Tidak mudah memang membangun demokrasi. Sinyalemen adanya upaya suap di MK tentu sangat mengkhawatirkan banyak pihak, hal ini mengingat rakyat Indonesia sudah terlanjur menaruh harapan banyak kepada lembaga ini. Seperti yang kita tahu, salah satu tiang penyangga utama pembangunan demokrasi adalah aturan hukum yang pasti dan adil. dan MK adalah lembaga yanag diharapakan menjadi penopang utama pengakan hukum itu.
MK memang memiliki kewenangan untuk menafsirkan Konstitusi dan Undang-undang berdasarkan konstitusi juga. Sedang kita tahu aturan aturan dalam konstitusi masih sangat bersifat umum, sehingga wilayah kerja MK juga menjadi sangat luas dan terbuka. Namun kecenderungan yang terjadi di MK belakangan ini menurut pandangan subjektif saya justru sering melahirkan ketidak pastian hukum. Dengan dalih sebagai pengawal konsitusi, MK justru mendeklair dan mengajari kita untuk tidak terpasung pada bunyi pasal-pasal dalam undang undang dan karenanya MK boleh membuat "ïmprovisasi hukum" atas nama kepastian hukum, kemanfaatan dan keadilan ala MK. Nampaknya MK merasa diberi wewenang mutlak oleh undang-undang untuk membuat improvisasi itu berdasar konstitusi. Sebagai contoh adalah dalam perkara Perselisihan Hasil Pemilihan Umum (PHPU), sekalipun dalam hal itu undang-undang bahkan MK sendiri telah membuat aturan rinci kriteria PHPU yang dapat diadili oleh MK di PMK Nomor 15 tahun 2008, namun sering kali MK sendiri yang justru melanggarnya dan tidak konsisten menarapkannya. Sehingga ada perkara-perkara yang tidak masuk dalam kategori PHPU berdasarkan ketentuan itu tetap lolos dari pemeriksaan awal dan diakomodir oleh majelis hakim MK.

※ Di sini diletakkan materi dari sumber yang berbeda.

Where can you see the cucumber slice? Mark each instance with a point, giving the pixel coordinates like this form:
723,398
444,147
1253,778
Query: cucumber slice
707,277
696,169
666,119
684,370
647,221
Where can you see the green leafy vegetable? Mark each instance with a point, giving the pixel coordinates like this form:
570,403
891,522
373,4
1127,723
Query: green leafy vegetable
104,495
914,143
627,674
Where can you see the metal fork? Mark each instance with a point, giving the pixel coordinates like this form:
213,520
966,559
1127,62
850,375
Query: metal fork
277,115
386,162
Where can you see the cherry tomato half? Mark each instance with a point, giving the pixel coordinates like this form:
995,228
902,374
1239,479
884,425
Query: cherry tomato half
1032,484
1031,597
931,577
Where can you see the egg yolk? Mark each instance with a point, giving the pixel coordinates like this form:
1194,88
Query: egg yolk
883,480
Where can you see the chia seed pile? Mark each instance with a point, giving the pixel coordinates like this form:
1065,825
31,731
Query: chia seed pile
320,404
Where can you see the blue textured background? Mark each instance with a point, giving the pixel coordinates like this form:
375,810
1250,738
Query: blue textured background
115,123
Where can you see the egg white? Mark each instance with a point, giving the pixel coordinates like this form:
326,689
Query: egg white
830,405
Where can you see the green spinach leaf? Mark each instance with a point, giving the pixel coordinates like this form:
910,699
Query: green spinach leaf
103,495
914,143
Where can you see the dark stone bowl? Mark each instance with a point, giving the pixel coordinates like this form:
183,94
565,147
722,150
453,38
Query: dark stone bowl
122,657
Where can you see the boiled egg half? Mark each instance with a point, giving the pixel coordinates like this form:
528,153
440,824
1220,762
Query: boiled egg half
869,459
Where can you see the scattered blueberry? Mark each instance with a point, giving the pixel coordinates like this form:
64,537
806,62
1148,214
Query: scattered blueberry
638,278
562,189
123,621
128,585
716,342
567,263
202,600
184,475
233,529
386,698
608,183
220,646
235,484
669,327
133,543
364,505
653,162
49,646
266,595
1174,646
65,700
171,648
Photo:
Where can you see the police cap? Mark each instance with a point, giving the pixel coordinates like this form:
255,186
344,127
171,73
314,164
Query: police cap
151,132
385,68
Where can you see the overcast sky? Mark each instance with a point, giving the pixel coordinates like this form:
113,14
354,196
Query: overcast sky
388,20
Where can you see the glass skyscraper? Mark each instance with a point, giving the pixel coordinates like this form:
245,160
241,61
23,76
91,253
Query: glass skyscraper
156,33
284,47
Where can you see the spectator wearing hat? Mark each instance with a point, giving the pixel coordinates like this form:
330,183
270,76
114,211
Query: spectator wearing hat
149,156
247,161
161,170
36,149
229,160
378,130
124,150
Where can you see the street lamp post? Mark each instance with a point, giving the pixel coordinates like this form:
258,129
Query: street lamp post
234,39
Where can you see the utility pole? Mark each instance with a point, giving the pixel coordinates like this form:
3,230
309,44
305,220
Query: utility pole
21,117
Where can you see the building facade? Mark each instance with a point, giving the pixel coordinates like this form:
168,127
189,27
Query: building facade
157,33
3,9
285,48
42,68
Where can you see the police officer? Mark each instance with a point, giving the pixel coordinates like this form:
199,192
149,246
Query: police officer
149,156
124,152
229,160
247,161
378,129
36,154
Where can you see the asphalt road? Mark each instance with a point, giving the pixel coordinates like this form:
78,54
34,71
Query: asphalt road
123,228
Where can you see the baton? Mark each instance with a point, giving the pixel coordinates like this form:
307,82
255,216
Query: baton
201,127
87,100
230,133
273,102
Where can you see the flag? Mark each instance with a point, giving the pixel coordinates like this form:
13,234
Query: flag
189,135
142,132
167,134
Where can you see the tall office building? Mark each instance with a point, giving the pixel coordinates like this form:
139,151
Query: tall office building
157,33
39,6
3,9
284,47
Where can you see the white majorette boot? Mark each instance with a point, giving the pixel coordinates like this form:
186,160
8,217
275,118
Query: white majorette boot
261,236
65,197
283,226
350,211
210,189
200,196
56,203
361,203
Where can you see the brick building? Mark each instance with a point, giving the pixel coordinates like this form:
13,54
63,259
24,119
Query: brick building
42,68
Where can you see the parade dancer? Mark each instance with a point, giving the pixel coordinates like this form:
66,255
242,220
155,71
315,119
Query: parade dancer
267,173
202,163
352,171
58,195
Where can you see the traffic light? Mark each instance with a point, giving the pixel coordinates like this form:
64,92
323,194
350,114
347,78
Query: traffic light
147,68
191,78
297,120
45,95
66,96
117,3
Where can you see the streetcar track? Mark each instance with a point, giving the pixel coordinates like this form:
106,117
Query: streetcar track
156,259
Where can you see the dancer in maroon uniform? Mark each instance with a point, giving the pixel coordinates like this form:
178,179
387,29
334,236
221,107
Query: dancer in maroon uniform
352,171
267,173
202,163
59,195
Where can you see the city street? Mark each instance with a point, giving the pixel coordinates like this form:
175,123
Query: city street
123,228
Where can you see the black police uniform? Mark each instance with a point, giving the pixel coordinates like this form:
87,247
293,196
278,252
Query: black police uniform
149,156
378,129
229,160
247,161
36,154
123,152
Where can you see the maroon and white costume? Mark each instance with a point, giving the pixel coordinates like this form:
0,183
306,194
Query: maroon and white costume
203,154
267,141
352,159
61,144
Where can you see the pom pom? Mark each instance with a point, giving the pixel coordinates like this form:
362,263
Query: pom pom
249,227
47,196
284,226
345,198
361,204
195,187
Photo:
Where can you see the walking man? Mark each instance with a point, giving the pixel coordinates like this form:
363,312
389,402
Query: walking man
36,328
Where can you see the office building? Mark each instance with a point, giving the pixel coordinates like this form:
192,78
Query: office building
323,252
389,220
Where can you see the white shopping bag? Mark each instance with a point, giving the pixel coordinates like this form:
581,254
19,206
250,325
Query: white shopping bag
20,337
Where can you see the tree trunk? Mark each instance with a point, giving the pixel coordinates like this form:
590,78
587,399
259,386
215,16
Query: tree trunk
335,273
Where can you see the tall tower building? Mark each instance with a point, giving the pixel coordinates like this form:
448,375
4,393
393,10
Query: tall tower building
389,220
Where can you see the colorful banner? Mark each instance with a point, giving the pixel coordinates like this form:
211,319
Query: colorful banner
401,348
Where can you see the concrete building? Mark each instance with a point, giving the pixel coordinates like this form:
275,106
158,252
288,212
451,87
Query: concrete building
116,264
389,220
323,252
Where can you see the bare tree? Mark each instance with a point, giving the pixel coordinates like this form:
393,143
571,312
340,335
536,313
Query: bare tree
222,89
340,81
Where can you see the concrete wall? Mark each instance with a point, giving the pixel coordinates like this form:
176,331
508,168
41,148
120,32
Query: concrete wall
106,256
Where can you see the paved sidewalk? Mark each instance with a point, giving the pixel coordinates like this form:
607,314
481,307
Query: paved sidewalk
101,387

Dalam beberapa pertimbangan putusan PHPU, MK tidak konsiten menggunakan aturan di atas, kadang lantang dan tegas aturan itu di pakai dasar sehingga perkara dinyatakan tidak dapat diterima, namun juga kadang seolah lupa bahwa PHPU memiliki kriterian tertentu, saya menilai terjadi ambivalensi di sini. Maka saking bebasnya MK membuat dan menggunakan tafsiran hukum ala MK, Media Indonesia menggambarkan hanya TUHAN yang bisa mengontrol MK. Singkat kata, terlepas dari segala capaian MK yang spektakuler dan patut kita hargai, namun sekedar tambahan menurut saya, kalaulah dalam menerapkan peraturan, MK boleh diibaratkan sebagai kendaraan bajai, maka hanya sopir bajai dan Tuhan lah yang tahu kapan bajai belok dan berhenti, maka berhati hatilah kalau kita berjalan di belakangnya. Berbayakah situasi ini ?, mengingat MK adalah milik kita, mari kita renungkan bersama dan beri masukan untk kemajuan MK kedepan.